I paraphrase the lyrics from the musical “Wonderful Town” to focus on why in the past few days, there has been a number of news stories predicting coronavirus clusters will occur in the Midwest.
While there have been upward trends in a number of COVID-19 infection parameters in Kentucky and Tennessee, there has been no similar trends in Ohio. Therefore, I was most interested in trying to understand why people are anticipating a series of outbreaks in Ohio.
Reuters reports that Dr. Deborah Birx suggested the COVID-19 outbreak was moving into Ohio, Kentucky, Tennessee, Missouri, Kansas and Nebraska “because of vacations and other reasons of travel,” in an interview on Fox News. Further support for an outbreak in Ohio supposedly came when the health department reported the state had seen its “highest single day increase in infections” since the pandemic started in January. Governor Mike DeWine told a news conference this was “certainly not good news.”
But what is the basis for the concern? This is an important question since many of the metrics used to predict outbreaks in cities like New Orleans, Miami, Phoenix and Houston are not present in Ohio, Kansas and Nebraska.
When one looks at new infections and deaths in Ohio, especially over the past 21 days, there really is no disturbing trend.

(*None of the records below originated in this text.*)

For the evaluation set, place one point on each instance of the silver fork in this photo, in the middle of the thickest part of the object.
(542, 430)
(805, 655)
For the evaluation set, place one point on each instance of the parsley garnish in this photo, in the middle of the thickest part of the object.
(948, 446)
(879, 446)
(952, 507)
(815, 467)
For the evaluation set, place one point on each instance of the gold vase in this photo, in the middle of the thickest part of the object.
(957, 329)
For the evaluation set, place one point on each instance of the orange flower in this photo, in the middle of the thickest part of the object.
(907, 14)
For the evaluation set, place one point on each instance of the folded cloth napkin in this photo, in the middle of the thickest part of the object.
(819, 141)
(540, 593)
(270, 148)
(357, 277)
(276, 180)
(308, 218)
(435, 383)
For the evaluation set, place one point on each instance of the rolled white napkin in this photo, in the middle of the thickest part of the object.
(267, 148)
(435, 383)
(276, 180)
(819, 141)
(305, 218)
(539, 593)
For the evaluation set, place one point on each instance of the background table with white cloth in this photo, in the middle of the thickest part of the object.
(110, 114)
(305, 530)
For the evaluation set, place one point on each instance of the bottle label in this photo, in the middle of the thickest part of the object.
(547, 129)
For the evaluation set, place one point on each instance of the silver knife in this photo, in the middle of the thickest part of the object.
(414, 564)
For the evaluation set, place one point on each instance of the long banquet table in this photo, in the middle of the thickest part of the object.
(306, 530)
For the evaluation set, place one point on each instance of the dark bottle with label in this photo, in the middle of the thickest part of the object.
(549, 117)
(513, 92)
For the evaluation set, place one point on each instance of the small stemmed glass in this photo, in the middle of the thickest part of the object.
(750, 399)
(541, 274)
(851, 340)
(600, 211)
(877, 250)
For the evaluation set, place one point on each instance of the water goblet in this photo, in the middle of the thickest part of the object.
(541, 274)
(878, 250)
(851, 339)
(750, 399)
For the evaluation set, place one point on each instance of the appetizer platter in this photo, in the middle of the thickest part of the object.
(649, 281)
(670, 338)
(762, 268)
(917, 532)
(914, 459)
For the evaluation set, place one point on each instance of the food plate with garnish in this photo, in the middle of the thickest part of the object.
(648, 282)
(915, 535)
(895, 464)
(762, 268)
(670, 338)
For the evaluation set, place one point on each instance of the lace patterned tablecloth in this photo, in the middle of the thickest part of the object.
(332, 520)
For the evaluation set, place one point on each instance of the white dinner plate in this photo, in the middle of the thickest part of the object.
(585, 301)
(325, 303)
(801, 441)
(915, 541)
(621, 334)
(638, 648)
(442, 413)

Cases, deaths and hospitalizations have not been increasing, and the “highest single day increase in infections” was a one-day event. Ohio did have 1, 533 new diagnosed cases yesterday, but that was less than 200 cases above the 21-day average for the state. Hospitalizations were within the 21-day trendline and only deaths appeared to increase beyond trend.
Compare these numbers to Tennessee and Missouri, where there were 3,088 and 1,484 new cases new cases and clearly a problem. In contrast, look at the other states Dr. Birx raised concerns about; Kansas (942 new cases) and Nebraska (only 344 new cases). There are just not trends to the data in these states. While Illinois was not mentioned it continues uncontrolled (1,941 new cases). Rounding out the “Easterner’s view of the Midwest”, Michigan and Wisconsin, where the infection is stable and controlled, saw only approximately 800 new cases each.
In summary, there is no consistent pattern of outbreaks in the midwestern states. I do think it is important to monitor infection numbers to potentially identify the formation of new COVID-19 clusters. However, naming states as areas of concern should come with hardened statistics justifying the designation. Without that, government officials quickly lose their credibility. Invoking vacation travel as an excuse for issuing state “warnings” at a time when people are holed up worrying about their jobs just does not cut it.